The active form of vitamin D, 1α,25-(OH)2D3, not only promotes intestinal calcium absorption, but also regulates the formation of osteoclasts (OCs) and their capacity for bone mineral dissolution. ...Gal-3 is a newly discovered bone metabolic regulator involved in the proliferation, differentiation, and apoptosis of various cells. However, the role of galectin-3 (gal-3) in OC formation and the regulatory effects of 1α,25-(OH)2D3 have yet to be explored. To confirm whether gal-3 contributes to the regulatory effects of 1α,25-(OH)2D3 on osteoclastogenesis, osteoclast precursors (OCPs) were induced by macrophage colony stimulating factor (M-CSF) and receptor activator of nuclear factor κB ligand (RANKL). TRAP staining and bone resorption analyses were used to verify the formation and activation of OCs. qPCR, Western blotting, co-immunoprecipitation, and immunofluorescence assays were used to detect gene and protein expression.
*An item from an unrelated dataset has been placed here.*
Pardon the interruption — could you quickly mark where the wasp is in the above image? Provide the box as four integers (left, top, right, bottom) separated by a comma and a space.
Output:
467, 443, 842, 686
The regulatory effects of gal-3 in OC formation after treatment with 1α,25-(OH)2D3 were evaluated using gal-3 siRNA. The results showed that 1α,25-(OH)2D3 significantly increased gal-3 expression and inhibited OC formation and bone resorption. Expression levels of OC-related genes and proteins, matrix metalloproteinase 9 (MMP-9), nuclear factor of activated T cells 1 (NFATc1), and cathepsin K (Ctsk) were also inhibited by 1α,25-(OH)2D3. Gal-3 knockdown attenuated the inhibitory effects of 1α,25-(OH)2D3 on OC formation, activation, and gene and protein expression. In addition, gal-3 was co-localized with the vitamin D receptor (VDR). These data suggest that gal-3 contributes to the osteoclastogenesis inhibitory effect of lα,25-(OH)2D3, which is involved in bone and calcium homeostasis.